Neste modo, o sentido está intimamente vinculado às possibilidades futuras que se
apresentam em convocação. A liberdade neste caso é a possibilidade de rumar para uma
determinada direção projetada. Outro modo de compreender a dedicação ao sentido é
tomando ‘sentido’ como o próprio fluir do movimento transcendente do fundar da liberdade
dos homens, que envolve não apenas a instancia futura, mas presente-passado-futuro em
constante transitoriedade. Dedicar-se ao sentido é então cuidar da efetivação da própria
liberdade: orientando-se pelo projeto que se excede no futuro, atuar no presente afinado e
restrito, legitimando a própria história como sempre-minha. E assim sucessiva e
constantemente, como num movimento caleidoscópico de presente-passado-futuro, que
nunca retorna ao mesmo desenho, mas que enquanto se move constrói a morada de Dasein.

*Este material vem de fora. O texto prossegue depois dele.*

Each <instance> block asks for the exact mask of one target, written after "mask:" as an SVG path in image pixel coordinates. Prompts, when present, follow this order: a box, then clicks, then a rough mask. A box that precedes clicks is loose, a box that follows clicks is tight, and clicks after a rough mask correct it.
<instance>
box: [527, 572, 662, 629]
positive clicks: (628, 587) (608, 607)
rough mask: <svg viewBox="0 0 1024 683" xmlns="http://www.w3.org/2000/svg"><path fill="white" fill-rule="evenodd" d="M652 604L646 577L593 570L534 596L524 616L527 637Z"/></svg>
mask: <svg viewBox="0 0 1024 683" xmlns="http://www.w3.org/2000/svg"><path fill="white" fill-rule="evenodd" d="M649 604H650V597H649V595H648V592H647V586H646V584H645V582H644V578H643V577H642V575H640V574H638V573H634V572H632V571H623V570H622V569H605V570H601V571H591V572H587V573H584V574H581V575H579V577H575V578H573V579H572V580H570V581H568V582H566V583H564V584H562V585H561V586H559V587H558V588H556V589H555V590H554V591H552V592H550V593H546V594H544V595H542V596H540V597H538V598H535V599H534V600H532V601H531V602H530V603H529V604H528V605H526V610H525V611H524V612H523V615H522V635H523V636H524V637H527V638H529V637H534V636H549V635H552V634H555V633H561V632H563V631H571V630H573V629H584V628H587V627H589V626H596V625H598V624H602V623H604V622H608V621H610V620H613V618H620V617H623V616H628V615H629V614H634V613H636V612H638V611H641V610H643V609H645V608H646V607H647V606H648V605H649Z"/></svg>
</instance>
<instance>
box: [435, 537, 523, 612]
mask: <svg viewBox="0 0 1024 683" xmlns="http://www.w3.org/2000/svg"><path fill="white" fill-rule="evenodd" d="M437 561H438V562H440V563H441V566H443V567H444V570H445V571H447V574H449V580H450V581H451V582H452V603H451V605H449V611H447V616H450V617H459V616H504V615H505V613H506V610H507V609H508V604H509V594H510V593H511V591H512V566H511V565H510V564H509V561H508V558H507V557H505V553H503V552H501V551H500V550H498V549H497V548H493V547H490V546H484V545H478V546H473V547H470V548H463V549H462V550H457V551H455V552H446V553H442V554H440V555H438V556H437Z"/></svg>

É na liberdade para dedicação ao sentido que Dasein constrói a morada que ele não possui.
24
Gadamer desenvolve em Philosophical Hermeneutics a idéia de que as obras de arte são
aquelas onde a familiaridade encontra surpresa.
25
Idéia apresentada por Marco Antonio Casanova em aula na ABD sobre Heidegger em Carta
Sobre o Humanismo.
Para a Daseinsanalise, a liberdade se realiza no próprio exercício de dedicação ao sentido
fundante do humano singular.
Enxergar este movimento de fundar mundo acontecendo na própria vida exige uma
certa distância, que permite contemplar concomitantemente os sonhos e projetos, os
significados da própria história e as afinações presentes. A terapia é uma oportunidade de
trazer ao palco, em cada sessão, o modo singular cada paciente dedicar-se ao sentido e
habitar nele. Heidegger diz que “o homem livre é um ser ao longe” e que “somente por
meio de distancias originárias começa a ascender nele a verdadeira proximidade para com
as coisas”. A liberdade que se vislumbra na terapia é esta que, através da distância
originária da linguagem da poiesis, favorece a proximidade do paciente em relação ao seu
próprio movimento de fundar mundo, em relação a transitoriedade errante de sua própria
história.
Concluindo, o horizonte de liberdade na Daseinsanalise não é o poder para fazer
aquilo que se quer, não é o desapego liberal que afrouxa as restrições das relações e do
compromisso com os próprios sonhos. A Daseinsanalise não almeja mudar o mundo
restrito de seus pacientes. O horizonte de liberdade na Daseinsanalise é o morar na
abertura, que possibilita a proximidade livre da complexidade poética e transitória de
Dasein, que liberta a existência humana para a dedicação ao sentido, deixando ser e
acolhendo o fundar possível da própria história.